CHAPTER 1: INTRODUCTION

Cable-stayed bridges, with their high cost efficiency and unique aesthetic features, have firmly established their position for use in medium-to-long-span bridges. The engineering principles of stay cables were originally borrowed from the suspension cables and post-tensioning technology. However, recent advances in materials engineering, construction technology, and analytical capabilities further accelerated the adoption of cable-stayed bridges as the desired structural form. The range of span length for cable-stayed bridges has been expanded in either direction, being increasingly shorter and increasingly longer.

Stay cables are laterally flexible members with low fundamental frequency and limited inherent damping. Without additional damping from external sources, stay cables are susceptible to large amplitude oscillations due to excitations from wind and rain/wind combined action as well as during construction.⁽²⁾ Cumulative fatigue damage to the cable assemblies resulting from such vibrations has become an important issue and has led to the incorporation of some mitigation measures such as surface modifications, cable crossties, and external dampers into the design of stay cables.

A substantial amount of research on this subject had been conducted by researchers from academia, consulting firms, and cable suppliers in the United States and abroad.

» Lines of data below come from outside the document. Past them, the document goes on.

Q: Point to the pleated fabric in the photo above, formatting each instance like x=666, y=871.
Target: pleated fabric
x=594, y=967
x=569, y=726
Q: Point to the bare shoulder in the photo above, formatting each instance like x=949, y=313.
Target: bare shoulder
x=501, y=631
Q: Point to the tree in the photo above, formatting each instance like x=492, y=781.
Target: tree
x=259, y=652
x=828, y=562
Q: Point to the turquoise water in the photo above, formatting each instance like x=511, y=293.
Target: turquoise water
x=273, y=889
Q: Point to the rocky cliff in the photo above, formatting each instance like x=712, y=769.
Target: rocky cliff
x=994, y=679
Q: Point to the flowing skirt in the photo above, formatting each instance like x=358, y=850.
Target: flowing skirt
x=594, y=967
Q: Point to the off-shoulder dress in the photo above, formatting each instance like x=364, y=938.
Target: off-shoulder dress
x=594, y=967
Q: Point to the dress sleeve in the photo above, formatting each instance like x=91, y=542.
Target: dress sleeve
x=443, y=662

A recent research study under the coordination of the Federal Highway Administration investigated the wind-induced vibration of stay cables.⁽³⁾ The objective of the study was to develop a set of uniform design guidelines for vibration mitigation of stay cables.

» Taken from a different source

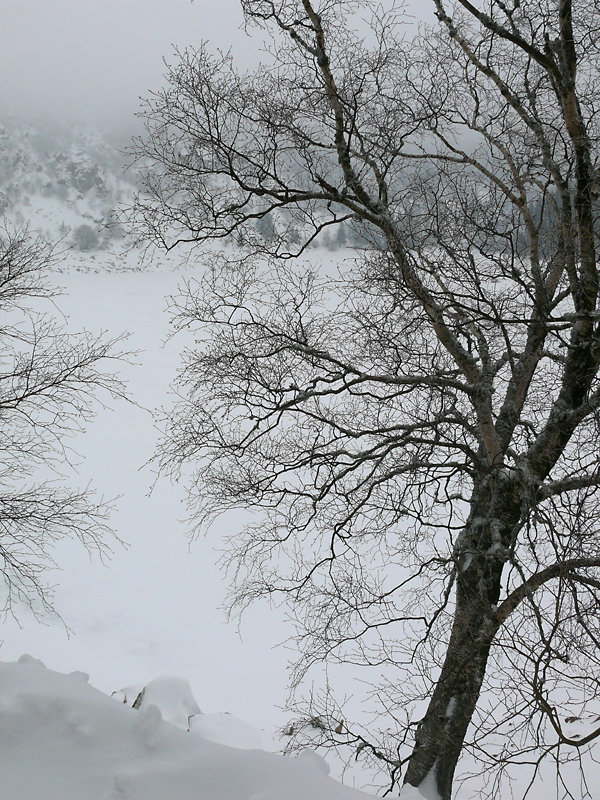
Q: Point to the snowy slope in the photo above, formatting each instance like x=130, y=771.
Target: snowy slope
x=63, y=183
x=60, y=739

A series of wind tunnel tests and analytical studies were conducted, and relevant databases were generated. The wind tunnel tests were conducted to study different mechanisms of wind-induced vibration of stay cables, and two databases covered the reference materials retrieved from available literature and the inventory of U.S. cable-stayed bridges, respectively. Researchers developed theories and conducted an analysis of the behavior of cable crossties and external dampers in the context of vibration mitigation of stay cables.

Useful new theories were developed, and some existing theories were extended dealing with linear and nonlinear viscous dampers and cable crossties. The theories were validated, and the effectiveness of mitigation measures was demonstrated via comparison with field measurements on several U.S. cable-stayed bridges. Based on the findings and information from the study, some tentative design guidelines were proposed for mitigation of wind-induced stay cable vibrations.

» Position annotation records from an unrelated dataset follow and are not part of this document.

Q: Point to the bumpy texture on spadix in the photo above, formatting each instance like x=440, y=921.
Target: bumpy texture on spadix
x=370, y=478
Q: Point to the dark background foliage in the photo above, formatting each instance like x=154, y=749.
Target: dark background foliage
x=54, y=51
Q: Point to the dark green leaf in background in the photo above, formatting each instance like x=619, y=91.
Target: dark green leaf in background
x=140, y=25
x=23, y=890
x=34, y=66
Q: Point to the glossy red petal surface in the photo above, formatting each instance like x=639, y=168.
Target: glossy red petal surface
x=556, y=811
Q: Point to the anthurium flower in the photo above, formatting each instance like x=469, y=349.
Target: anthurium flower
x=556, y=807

However, some of the analytical procedures developed from this study are complicated and may not be suitable for routine use by engineers in designing mitigation measures. Also, the study did not include explicit simulations of the behavior of stay cable systems subjected to realistic wind events when the cable systems are equipped with different types of mitigation measures. The free-vibration analysis method developed from the study offers useful insight into the mode-frequency behavior of stay cable systems networked with crossties; however, an explicit time-history analysis would be necessary to verify the implications derived from such an analysis.

This lack of information led to the current follow-up research study to investigate the effectiveness of cable crossties and external dampers in mitigation of wind-induced stay cable vibrations. Explicit numerical simulations of the behavior of stay cable systems, augmented with different types of mitigation measures, were conducted using the finite element method (FEM). Particular emphasis was placed on investigating the effectiveness of different strategies of mitigation involving cable crossties, external dampers, and combinations of the two. Also, the dependence of mitigation effectiveness on input wind conditions was analyzed.

Some existing theories on the vibration of taut strings with different levels of complexity are reviewed in chapter 2 followed by preliminary numerical analysis of stay cable vibrations using simplified models in chapter 3. Also included in chapter 3 is an illustrative application to the Fred Hartman Bridge in Houston, TX, for which analysis conducted by other researchers is available for comparison and benchmarking. The free-vibration and time-history analysis of stay cable systems equipped with crossties are covered in chapters 4 and 5, respectively. Chapters 6 and 7 discuss the time-history analysis of stay cable systems with external dampers and external dampers combined with crossties, respectively.